Ischemic stroke is a clinical condition characterized by focal or global cerebral dysfunction resulting from inhibition of brain blood flow. Genetic factors play an important role in the pathogenesis of ischemic stroke. As a result of IL-18 (−607 C/A, −137 G/C) gene variations, it is thought that binding of transcription factors may be affected and IL-18 mRNA expression can be modulated. Therefore, the purpose of our study is to investigate the roles of IL-18 (−607 C/A), IL-18 (−137 G/C) gene variations in the development of ischemic stroke in Trakya Region of Turkey.

Methods

Our study was performed with 90 ischemic stroke patients and 89 healthy controls. Genotype distributions of IL-18 (−607 C/A, −137 G/C) gene variations were determined using polymerase chain reaction (PCR) method.

Results

GC genotype and CA genotype of IL-18 (−137 G/C) and IL-18 (−607 C/A) gene variations were determined higher significantly in patent group as compared with other genotypes. However, the statistically significant difference was not determined between patients with ischemic stroke and healthy control groups in terms of IL-18 (−137 G/C) and IL-18 (−607 C/A) gene variations (p > 0,05). Allele frequencies of IL-18 (−137 G/C) and IL-18 (−607 C/A) in patient and control groups were significantly different from the Hardy-Weinberg distribution (p < .001 for all).

Conclusion

Although these gene variations’ genotype distributions were not determined as a genetic risk factor for the development of ischemic stroke, allele frequencies of IL-18 (−137 G/C) and IL-18 (−607 C/A) in patient and control groups were significantly different from the Hardy-Weinberg distribution.

中文翻译：

土耳其色雷斯地区IL-18 (-607 C/A)、IL-18 (-137 G/C)基因变异与缺血性脑卒中发病关系的调查

摘要

背景

缺血性中风是一种临床病症，其特征在于由于脑血流受抑制而导致的局灶性或全脑功能障碍。

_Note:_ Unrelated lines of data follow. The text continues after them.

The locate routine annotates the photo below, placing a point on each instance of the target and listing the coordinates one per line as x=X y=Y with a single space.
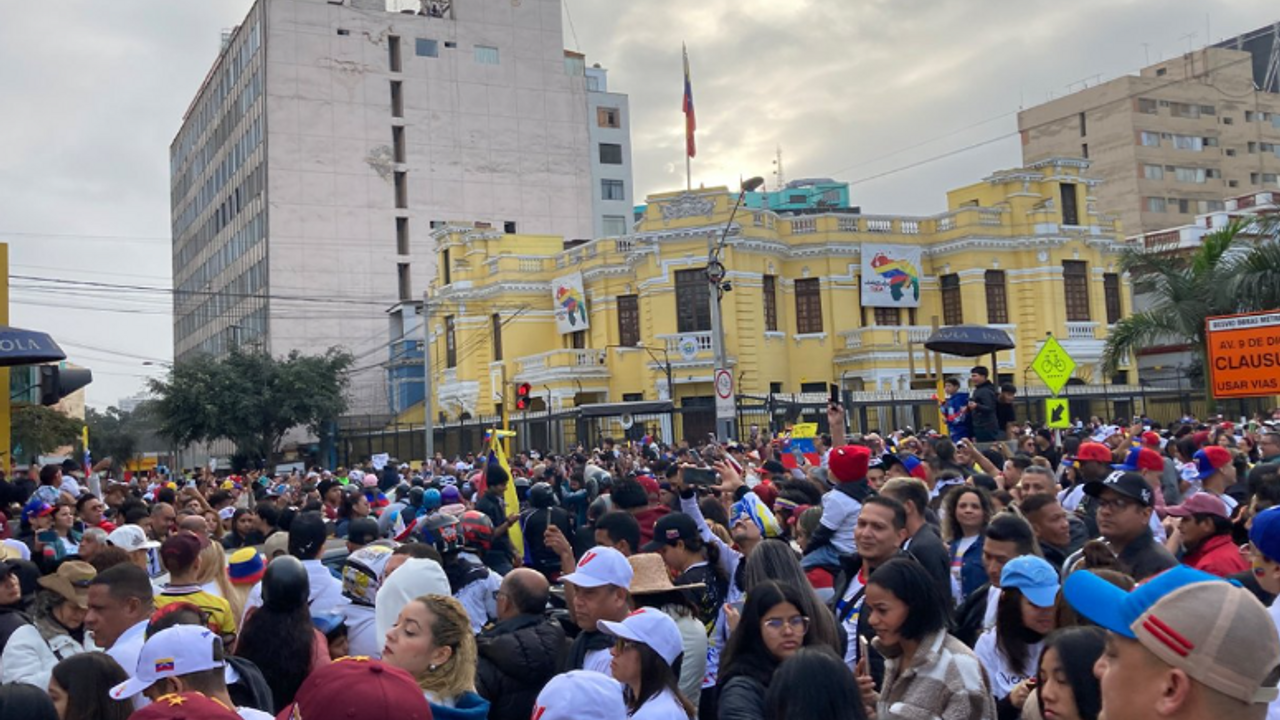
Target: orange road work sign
x=1244 y=354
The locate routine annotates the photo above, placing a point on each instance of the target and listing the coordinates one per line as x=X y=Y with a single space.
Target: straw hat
x=71 y=580
x=650 y=575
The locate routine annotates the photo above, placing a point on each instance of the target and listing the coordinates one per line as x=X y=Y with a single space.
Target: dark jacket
x=741 y=698
x=968 y=618
x=534 y=524
x=251 y=689
x=986 y=423
x=849 y=568
x=927 y=547
x=10 y=619
x=1144 y=557
x=517 y=657
x=972 y=572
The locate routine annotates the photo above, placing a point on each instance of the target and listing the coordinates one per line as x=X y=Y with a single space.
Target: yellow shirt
x=219 y=611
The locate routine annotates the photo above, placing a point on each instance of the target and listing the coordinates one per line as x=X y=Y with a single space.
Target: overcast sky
x=867 y=91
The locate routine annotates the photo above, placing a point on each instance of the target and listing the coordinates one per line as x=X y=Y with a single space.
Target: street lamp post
x=725 y=427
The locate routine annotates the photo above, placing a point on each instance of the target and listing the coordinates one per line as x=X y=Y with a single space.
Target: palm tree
x=1235 y=269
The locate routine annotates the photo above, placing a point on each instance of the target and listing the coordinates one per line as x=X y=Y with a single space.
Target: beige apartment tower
x=1173 y=141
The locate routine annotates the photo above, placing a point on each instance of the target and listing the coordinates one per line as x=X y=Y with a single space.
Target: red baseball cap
x=1095 y=452
x=849 y=464
x=648 y=483
x=186 y=706
x=359 y=687
x=1142 y=459
x=1211 y=459
x=1201 y=504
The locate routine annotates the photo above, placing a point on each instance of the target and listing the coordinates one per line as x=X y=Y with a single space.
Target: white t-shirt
x=1072 y=497
x=1274 y=709
x=599 y=661
x=840 y=515
x=851 y=604
x=988 y=618
x=958 y=565
x=662 y=706
x=1004 y=678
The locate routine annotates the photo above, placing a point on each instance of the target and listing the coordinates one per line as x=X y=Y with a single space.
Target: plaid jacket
x=945 y=680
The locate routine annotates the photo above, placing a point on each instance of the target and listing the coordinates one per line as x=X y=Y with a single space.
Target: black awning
x=27 y=347
x=615 y=409
x=968 y=341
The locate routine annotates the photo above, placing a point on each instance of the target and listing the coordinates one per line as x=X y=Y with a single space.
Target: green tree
x=39 y=429
x=117 y=433
x=1234 y=269
x=250 y=399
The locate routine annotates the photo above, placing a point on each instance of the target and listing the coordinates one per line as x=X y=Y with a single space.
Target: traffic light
x=58 y=382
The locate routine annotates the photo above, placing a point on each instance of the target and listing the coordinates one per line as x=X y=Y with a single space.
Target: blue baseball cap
x=1211 y=629
x=1034 y=577
x=1118 y=610
x=1265 y=533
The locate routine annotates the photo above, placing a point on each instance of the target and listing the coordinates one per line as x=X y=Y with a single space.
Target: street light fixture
x=716 y=273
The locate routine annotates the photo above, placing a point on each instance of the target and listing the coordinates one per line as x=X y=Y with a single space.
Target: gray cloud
x=96 y=91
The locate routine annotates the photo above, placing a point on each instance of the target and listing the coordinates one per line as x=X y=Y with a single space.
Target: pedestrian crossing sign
x=1056 y=414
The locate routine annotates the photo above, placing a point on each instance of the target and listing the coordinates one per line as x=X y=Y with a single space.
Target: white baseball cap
x=172 y=652
x=650 y=627
x=580 y=695
x=602 y=566
x=131 y=538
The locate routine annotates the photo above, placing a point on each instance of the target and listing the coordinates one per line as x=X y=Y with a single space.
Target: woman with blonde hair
x=213 y=574
x=433 y=641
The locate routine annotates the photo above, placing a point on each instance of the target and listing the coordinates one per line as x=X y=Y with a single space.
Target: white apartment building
x=330 y=136
x=608 y=117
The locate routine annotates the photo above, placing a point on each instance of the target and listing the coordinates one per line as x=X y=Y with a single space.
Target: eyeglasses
x=1116 y=504
x=798 y=623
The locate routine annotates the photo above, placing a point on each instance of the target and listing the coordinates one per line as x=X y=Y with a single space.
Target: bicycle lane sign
x=1054 y=365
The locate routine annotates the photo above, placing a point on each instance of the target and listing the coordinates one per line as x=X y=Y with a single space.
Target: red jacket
x=1219 y=556
x=647 y=518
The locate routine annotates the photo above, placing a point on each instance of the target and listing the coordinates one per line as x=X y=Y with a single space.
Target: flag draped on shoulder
x=690 y=118
x=510 y=497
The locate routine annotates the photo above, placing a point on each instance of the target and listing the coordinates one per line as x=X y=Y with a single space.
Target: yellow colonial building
x=612 y=319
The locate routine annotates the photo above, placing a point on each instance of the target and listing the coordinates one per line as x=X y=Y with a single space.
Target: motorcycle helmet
x=476 y=531
x=440 y=531
x=286 y=586
x=542 y=496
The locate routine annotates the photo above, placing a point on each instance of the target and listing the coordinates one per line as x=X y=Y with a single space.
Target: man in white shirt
x=119 y=606
x=306 y=542
x=178 y=660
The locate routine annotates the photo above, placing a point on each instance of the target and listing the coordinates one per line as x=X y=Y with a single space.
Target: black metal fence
x=693 y=419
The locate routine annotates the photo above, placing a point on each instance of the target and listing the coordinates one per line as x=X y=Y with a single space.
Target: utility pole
x=726 y=424
x=428 y=420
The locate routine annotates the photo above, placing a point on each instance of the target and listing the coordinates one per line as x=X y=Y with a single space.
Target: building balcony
x=560 y=365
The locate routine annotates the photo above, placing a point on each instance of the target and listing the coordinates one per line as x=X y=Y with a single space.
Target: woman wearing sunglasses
x=647 y=661
x=772 y=629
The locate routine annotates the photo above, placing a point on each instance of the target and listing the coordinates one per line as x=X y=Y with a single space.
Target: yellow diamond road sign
x=1056 y=414
x=1054 y=365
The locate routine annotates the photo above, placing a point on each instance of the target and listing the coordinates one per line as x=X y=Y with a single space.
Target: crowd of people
x=997 y=572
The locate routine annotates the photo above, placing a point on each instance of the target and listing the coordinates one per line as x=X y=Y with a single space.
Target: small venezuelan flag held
x=510 y=497
x=690 y=118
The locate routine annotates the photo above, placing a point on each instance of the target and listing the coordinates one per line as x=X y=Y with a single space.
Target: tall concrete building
x=330 y=136
x=1173 y=141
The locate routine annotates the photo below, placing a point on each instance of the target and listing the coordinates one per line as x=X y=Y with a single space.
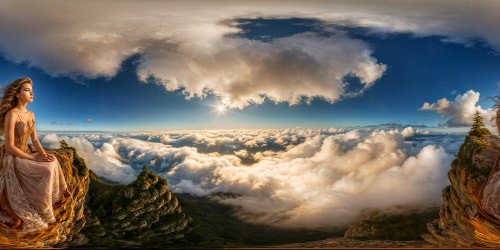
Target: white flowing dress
x=29 y=188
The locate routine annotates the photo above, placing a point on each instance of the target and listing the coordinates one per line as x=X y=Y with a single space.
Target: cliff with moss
x=143 y=212
x=102 y=214
x=459 y=224
x=70 y=217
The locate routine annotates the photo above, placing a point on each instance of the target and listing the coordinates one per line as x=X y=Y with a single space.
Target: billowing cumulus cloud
x=322 y=178
x=195 y=47
x=460 y=112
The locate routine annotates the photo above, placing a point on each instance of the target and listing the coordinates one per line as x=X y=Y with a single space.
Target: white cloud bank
x=321 y=180
x=190 y=45
x=460 y=112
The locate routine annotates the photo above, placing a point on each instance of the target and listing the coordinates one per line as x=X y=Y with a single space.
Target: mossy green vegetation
x=478 y=128
x=474 y=143
x=141 y=213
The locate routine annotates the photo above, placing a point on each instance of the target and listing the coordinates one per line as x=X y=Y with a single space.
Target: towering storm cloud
x=196 y=47
x=279 y=174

遗传因素在缺血性脑卒中的发病机制中起重要作用。由于 IL-18 (-607 C/A, -137 G/C) 基因变异，人们认为转录因子的结合可能会受到影响，并且可以调节 IL-18 mRNA 的表达。因此，我们研究的目的是研究 IL-18 (-607 C/A)、IL-18 (-137 G/C) 基因变异在土耳其 Trakya 地区缺血性中风发展中的作用。

方法

我们的研究是对 90 名缺血性卒中患者和 89 名健康对照进行的。使用聚合酶链反应 (PCR) 方法确定 IL-18 (-607 C/A, -137 G/C) 基因变异的基因型分布。

结果

与其他基因型相比，专利组中IL-18（-137 G/C）和IL-18（-607 C/A）基因变异的GC基因型和CA基因型显着更高。然而，就 IL-18 (-137 G/C) 和 IL-18 (-607 C/A) 基因变异而言，缺血性卒中患者与健康对照组之间未确定统计学显着差异 ( p > 0,05 ）。患者和对照组中 IL-18 (-137 G/C) 和 IL-18 (-607 C/A) 的等位基因频率与 Hardy-Weinberg 分布显着不同（所有p < .001）。